Back at Ford full-time to lead the marketing department, Lenard has also taken on a key role in technology decision-making, as you can read in Why is the CMO running so much IT? Big data, says Ford exec.
At Ford's 2013 Trends conference in June, Lenard also sat on the "Female Frontier" panel to discuss women leadership. Understanding the role of women in the economy has become another passion of hers, and she can rattle off a string of key statistics on the topic.

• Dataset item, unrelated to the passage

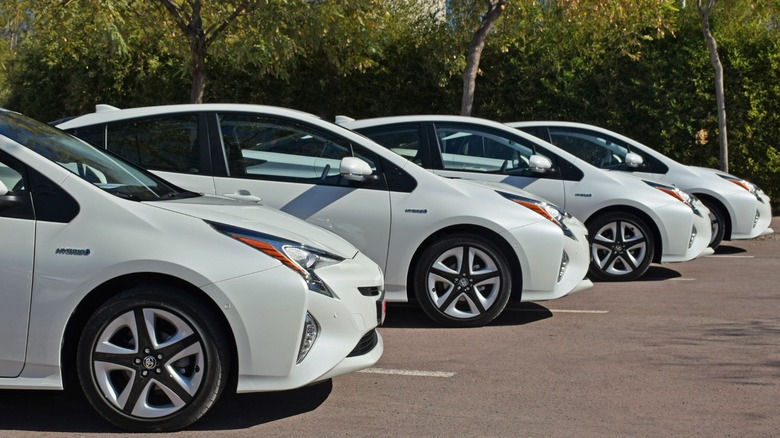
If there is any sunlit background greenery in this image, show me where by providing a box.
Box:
[0,0,780,203]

Even though some of the statistics are discouraging, they're improving, and Lenard is the first to highlight that optimism.
The time spent in China and the six-month leave afterwards — and in general, the time spent as a working, traveling professional and mother — has made Lenard very aware of the cultural differences and similarities of working women among regions around the world.
On a professional basis, she said not enough people have the opportunity to recharge and step back.
"How often do you really think, 'Am I doing what I want to do?' or 'Am I doing the right things?' To have the opportunity to ask those questions and come out saying 'I love what I do' [and] we can really make a difference in the world," she said.
Whether its through one-on-one interactions or on a mass scale like in her position leading marketing in Asia Pacific and Africa, Lenard wants to make a difference. Because Ford offers such size and scale, Lenard said she feels like they've positively impacted communities, job markets, and future generations.
At home in Michigan, she said she hopes her team — and everyone she works in contact with — feels like they're "just a little better off because of how I engaged with them or helped them in their career."
In her own words...
Looking back, what advice would you give yourself?
"I can remember there were times in my career where a decision was made and I thought 'Boy, that is absolutely the wrong decision.' I really churned about that personally. Absolutely, you should be passionate in your job but when decisions are made that you think are bad decisions, you have to let go at some point. And bad decisions almost always come back and turn around. Now looking back after 20 years, you have some perspective on that."
What hobbies do you have outside of work?
"I do try to spend as much time with my kids as I can. It's quality time of being engaged at the right moment. I always also try to take vacations, try to do little work when I'm on vacation, because when I'm with my kids and my family on vacation, it's their time. When I'm at work, it's my time. I don't mix very well the two. I tend to be heavily focused on one or the other."
What advice do you have for aspiring executives?
"One of the pieces of advice that worked for me is to have a proactive career plan. Think about what's the next job and the job after that that you want, so you're working toward that. But that shouldn't be your focus. If you do good work, the rest will take care of itself. Work hard on the right things, work well with others, leave relationships better than you found them, and things will take care of themselves. But you still need to have a plan — how am I doing this, where am I going for the future. And the jobs I've been able to do, jump[ing] across functions, was because I was trying to build out that skillset."